You'll find whatever makes your celebrations complete. From Santa Claus, bells, baubles and reindeer to snowflakes, mistletoe and roaring log fires, it's the ultimate Christmas crafting kit. Also includes backgrounds, templates and step-by-step projects.
Extent: 104 pp
Format: Paperback
Illustrations: Illustrated in colour
Publication date: 2025-10-14
Size: 31.0 x 23.7 cm
About Maria Rivans
Maria Rivans is a contemporary British artist, known for her scrapbook-style collage aesthetic. A mash-up of Surrealism meets Pop-Art, Rivans’s work re-appropriates vintage ephemera to create dreamy realms, which transport the viewer into fantastical worlds of the imaginary, each one suffused with vivid colour, arresting imagery, intricate detail, and finished with a dusting of subtle humour.

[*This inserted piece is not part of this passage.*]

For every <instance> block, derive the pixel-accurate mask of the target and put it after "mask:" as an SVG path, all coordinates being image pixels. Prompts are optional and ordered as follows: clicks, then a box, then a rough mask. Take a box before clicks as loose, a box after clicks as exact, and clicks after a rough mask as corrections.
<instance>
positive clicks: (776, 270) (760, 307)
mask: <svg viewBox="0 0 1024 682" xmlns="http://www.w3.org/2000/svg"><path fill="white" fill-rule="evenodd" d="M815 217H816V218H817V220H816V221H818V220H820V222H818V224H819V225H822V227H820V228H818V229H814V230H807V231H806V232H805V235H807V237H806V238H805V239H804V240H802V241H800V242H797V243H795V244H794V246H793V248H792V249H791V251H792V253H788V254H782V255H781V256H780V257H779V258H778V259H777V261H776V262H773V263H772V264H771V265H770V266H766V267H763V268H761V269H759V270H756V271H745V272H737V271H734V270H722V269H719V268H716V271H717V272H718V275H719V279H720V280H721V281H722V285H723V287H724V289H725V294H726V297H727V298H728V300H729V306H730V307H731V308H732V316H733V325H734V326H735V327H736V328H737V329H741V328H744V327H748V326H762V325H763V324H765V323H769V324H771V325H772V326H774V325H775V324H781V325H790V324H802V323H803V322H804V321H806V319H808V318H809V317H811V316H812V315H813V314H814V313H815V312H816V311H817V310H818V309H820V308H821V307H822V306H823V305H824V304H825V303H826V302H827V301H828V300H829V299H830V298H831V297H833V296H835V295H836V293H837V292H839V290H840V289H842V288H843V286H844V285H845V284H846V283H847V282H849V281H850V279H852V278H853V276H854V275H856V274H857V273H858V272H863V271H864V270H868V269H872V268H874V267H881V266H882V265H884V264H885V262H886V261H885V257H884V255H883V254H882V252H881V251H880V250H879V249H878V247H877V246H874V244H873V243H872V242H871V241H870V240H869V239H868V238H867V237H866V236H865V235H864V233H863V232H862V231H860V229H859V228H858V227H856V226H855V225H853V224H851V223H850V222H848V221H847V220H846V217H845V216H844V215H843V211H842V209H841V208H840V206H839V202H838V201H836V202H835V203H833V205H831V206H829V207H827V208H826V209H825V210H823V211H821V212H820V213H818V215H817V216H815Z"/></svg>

Rivans’ artwork is known for its unique approach to collaging. Intertwining different film and TV genres - from vintage Hollywood, to 1970s sci-fi, B-movies and TV trash - Rivans’ work is in a constant dialogue with cultures of the past, reinventing existing film plots and narratives, while spinning bizarre and dreamlike tales. Her use of collage reflects the complex and fragmented world from which the art arises, but an attention to beauty and to harmony of composition gestures optimistically towards the social capacity to piece it back together again. In her pin-up series, Rivans reclaims iconic femininity to champion female strength; her exotic and escapist works are often laced with ominous undertones, to remind us of the darker side of human nature; utopian imagery from 1950s pop-culture speaks to today’s obsession with consumerism; while a persistent love of sci-fi illustrates the fact that Rivans’ work is always a meditation on the greater question of ‘life, the universe, and everything’.
Rivans’ process begins with her extensive collection of vintage ephemera, which she scavenges from found books and retro magazines, always on the look-out for that perfect ‘something’ in second-hand shops and at market stalls and more recently using internet archives opening up a plethora of beautiful source material from the 1800’s.